The crimes were carried out by others, who have since been convicted.
O’Brien provided the men with an Audi used in the attempted thefts as well as allowing them to stay at his flat in Aberdeen during the planning and commission of the crimes.
He admitted that while acting along with others he broke into to Clydesdale Bank on Stonehaven’s Ann Street with intent to steal.
O’Brien admitted a further charge of breaking into the Bank of Scotland at Constitution Street, also while acting along with others, with intent to steal.
The theft bids saw gas being pumped into the machines in an attempt to cause an explosion to free the cash. The offences took place on October 28, 2013.
He further admitted failing to appear in court on April 25, 2016.
His not guilty pleas to the remaining charges, including cash machine raids and attempted ATM thefts, were accepted by the Crown.
Following O’Brien’s court appearance, Det Supt Mackie, who was the senior investigating officer, said: “These incidents which happened in 2013 were dangerous and carried out with no regard for the safety of the public.
“They caused a great deal of concerns among the communities of the North-east.
“The police investigation was extensive and involved working with specialist officers, forces across the UK and other partner agencies.
“I would like to thank the public for assisting with this inquiry and continue to encourage people to contact the police and report any suspicious activity or anything they have concerns about.
“I would also commend the partnership working between the police and the Crown Office and Procurator Fiscal Service in bringing about the convictions of those responsible.
“Serious and Organised Crime is a high priority and we will continue to work hard to ensure the North-east remains a hostile environment for such activity.”
During O’Brien’s appearance, Advocate Depute Keith O’Mahony told the court: “During the course of 2013, 11 thefts and attempted thefts were made to access ATMs throughout the North-east of Scotland by criminal means.
“The attempted means of access to the ATMs was similar on each occasion, that being to force entry to the machine via the cash dispensing slot using a crowbar followed by the introduction of a mixture of oxygen and acetylene gas into the machine.”
The court was told this was done in an attempt to cause an explosion and free the cash boxes inside.
Mr O’Mahony added: “In light of the various thefts and attempted thefts, the police instigated Operation Thrip in order to target these crimes.”
The court was told O’Brien was arrested in Aberdeen on October 31 after police saw him driving a car which matched the description of a vehicle used in the Stonehaven ATM theft bid.
Mr O’Mahony said: “The accused was apprehended as he walked towards the car.
As the officers approached the accused, he was seen throwing a small item into a nearby garden.
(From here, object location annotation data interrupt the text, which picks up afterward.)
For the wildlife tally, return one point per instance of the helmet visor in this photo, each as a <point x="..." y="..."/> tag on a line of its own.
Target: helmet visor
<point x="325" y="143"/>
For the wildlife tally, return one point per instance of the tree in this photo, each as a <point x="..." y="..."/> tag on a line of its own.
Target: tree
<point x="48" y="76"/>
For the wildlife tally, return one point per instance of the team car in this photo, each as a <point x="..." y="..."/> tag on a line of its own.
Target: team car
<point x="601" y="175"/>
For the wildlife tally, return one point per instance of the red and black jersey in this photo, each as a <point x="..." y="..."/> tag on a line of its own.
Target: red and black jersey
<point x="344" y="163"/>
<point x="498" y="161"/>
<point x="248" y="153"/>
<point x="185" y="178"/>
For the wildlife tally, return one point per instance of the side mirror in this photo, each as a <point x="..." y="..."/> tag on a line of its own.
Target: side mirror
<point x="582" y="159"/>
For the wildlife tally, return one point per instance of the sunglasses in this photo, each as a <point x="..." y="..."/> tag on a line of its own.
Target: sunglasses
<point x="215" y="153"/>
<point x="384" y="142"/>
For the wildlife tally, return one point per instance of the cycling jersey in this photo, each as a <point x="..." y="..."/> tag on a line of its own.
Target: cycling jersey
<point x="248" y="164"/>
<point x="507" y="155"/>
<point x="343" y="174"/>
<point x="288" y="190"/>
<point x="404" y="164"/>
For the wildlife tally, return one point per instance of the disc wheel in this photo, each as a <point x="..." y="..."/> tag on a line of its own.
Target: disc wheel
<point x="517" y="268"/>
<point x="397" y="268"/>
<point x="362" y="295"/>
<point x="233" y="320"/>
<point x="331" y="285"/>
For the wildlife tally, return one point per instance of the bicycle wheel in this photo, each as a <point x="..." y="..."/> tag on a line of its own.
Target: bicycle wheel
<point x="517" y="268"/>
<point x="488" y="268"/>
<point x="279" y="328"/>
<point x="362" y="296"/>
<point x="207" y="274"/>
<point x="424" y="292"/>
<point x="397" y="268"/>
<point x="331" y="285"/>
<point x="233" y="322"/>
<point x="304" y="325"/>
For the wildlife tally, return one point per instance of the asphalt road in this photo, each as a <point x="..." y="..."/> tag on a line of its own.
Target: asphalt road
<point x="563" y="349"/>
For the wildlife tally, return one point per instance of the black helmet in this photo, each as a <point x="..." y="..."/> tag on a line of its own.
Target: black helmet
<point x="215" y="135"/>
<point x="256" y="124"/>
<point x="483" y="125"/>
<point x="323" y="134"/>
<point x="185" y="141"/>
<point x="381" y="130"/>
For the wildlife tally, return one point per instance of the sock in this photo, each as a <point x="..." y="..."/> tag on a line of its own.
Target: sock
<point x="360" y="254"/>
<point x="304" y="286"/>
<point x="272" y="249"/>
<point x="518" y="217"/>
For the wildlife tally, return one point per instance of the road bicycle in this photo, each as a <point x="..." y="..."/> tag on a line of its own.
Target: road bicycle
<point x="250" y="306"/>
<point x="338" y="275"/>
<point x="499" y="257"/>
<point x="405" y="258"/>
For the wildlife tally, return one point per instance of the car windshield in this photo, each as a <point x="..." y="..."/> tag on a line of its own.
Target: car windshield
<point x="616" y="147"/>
“The police searched the garden and found an Audi car key which fitted an Audi car parked nearby which was then searched.
“Found within were wires, gloves, a charger unit, various rolls of tapes, fuses, a torch and false registration plates.”
The depute added: “The plea is tendered and accepted on the basis the accused O’Brien was not present at the attempted thefts.”
He added that O’Brien had “provided support” to those who had executed the theft bids.
However, he also said that it was understood that O’Brien’s mitigation will be that he was “threatened” and that “influenced his participation”, in the crimes.
Mr O’Mahony said: “That is not disputed by the Crown.
“However, the plea is tendered and accepted on the basis that the accused O’Brien had opportunities to contact police in respect of those threats in advance of the crimes being carried out and failed to do so.”
Judge Lord Matthews told O’Brien, whose address was given in court papers as St Luke’s Close, Merthyr Tydfil, that he would be sentenced next month.
He is remanded in custody until then.